If we were to use the alternative formulation AWX, the multiplication would be done differently. Here, AW would represent a weighted adjacency matrix, where each entry AW[i, j] would denote the contribution of node j's features to node i. However, the subsequent multiplication with X would cause a mismatch in dimensions.


In [18]:
import torch

# Node feature matrix (X)
X = torch.tensor([[1., 2.],
                  [3., 4.]])

# Adjacency matrix (A)
A = torch.tensor([[0., 1.],
                  [1., 0.]])

# Weight matrix (W)
W = torch.tensor([[0.1, 0.2],
                  [0.3, 0.4],
                  [0.5, 0.6]])


In [27]:
torch.matmul(W,X)

tensor([[0.7000, 1.0000],
        [1.5000, 2.2000],
        [2.3000, 3.4000]])

In [28]:
# But we cannot do
torch.matmul(A,torch.matmul(W,X))

RuntimeError: ignored

In this example, the dimensions of A are [2 x 2], the dimensions of W are [3 x 2], and the dimensions of X are [2 x 2]. When we attempt to compute AWX using the incorrect order, a dimension mismatch occurs. The error message indicates that the matrix multiplication between [2 x 2] and [2 x 3] is not valid because the number of columns in the first matrix does not match the number of rows in the second matrix.

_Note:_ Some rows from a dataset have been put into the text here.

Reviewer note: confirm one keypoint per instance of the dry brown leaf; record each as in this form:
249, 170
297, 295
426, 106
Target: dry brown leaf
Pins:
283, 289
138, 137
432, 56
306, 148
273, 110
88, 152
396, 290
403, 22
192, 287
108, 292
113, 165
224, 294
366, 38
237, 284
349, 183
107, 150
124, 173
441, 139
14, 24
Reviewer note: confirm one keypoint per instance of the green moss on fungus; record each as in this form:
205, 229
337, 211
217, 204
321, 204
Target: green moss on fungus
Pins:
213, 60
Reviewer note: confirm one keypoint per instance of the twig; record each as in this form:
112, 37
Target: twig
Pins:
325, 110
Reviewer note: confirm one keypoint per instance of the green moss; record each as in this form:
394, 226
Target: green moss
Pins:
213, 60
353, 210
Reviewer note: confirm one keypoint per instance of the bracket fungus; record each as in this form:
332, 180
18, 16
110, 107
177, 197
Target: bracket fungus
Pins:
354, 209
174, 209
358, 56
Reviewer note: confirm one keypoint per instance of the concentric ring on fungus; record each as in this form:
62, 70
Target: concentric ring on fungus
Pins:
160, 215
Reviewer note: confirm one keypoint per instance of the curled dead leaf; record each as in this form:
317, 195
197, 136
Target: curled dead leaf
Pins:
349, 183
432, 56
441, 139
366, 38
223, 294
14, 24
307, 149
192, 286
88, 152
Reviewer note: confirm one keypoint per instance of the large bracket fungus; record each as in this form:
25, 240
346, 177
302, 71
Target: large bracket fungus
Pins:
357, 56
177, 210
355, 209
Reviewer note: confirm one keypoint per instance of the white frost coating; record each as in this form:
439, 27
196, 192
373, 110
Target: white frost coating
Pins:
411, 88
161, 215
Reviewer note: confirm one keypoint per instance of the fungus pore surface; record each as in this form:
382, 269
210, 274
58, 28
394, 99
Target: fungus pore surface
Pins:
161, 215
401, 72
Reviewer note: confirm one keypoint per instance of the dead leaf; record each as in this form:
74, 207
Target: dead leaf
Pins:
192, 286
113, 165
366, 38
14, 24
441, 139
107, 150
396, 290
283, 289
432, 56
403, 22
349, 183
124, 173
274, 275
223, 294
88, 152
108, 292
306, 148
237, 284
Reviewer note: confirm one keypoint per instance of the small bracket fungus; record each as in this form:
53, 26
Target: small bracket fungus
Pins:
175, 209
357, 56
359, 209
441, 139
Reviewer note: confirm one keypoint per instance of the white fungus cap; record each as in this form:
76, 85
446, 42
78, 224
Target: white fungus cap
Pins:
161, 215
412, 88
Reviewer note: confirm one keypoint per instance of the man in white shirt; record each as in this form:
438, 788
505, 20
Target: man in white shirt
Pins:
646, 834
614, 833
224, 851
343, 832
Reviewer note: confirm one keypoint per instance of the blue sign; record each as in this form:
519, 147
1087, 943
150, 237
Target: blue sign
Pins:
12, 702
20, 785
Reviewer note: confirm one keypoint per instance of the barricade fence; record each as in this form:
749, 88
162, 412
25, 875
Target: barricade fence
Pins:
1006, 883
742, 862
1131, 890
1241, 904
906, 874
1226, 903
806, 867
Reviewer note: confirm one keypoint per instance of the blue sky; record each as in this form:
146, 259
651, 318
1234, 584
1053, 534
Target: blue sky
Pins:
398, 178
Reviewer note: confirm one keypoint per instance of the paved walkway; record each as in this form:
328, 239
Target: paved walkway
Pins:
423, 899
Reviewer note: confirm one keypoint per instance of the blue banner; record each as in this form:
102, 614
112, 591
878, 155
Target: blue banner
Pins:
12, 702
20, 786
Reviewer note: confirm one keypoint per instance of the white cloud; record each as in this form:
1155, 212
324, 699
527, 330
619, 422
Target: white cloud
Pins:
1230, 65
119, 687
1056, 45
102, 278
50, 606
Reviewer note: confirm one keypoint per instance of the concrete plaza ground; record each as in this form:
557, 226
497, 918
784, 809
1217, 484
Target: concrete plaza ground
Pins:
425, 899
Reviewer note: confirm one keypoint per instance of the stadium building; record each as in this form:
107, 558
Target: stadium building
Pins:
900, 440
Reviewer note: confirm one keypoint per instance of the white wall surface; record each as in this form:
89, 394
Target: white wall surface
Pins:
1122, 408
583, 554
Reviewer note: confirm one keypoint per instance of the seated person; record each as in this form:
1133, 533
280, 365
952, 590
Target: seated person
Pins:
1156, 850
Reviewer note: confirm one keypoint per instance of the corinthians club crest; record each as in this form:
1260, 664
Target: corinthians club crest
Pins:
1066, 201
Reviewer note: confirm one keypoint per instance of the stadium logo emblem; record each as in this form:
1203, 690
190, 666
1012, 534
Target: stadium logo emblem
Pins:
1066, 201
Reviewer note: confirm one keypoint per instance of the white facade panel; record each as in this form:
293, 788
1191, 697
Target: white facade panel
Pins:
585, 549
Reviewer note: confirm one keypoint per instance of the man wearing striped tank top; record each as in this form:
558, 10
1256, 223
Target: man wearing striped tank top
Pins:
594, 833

This demonstrates the importance of following the correct order (AXW) in GNN formulations, where the adjacency matrix A is multiplied with the node feature matrix X first, followed by multiplication with the weight matrix W. The correct formulation ensures that the dimensions align correctly for matrix multiplication and preserves the desired neighborhood aggregation.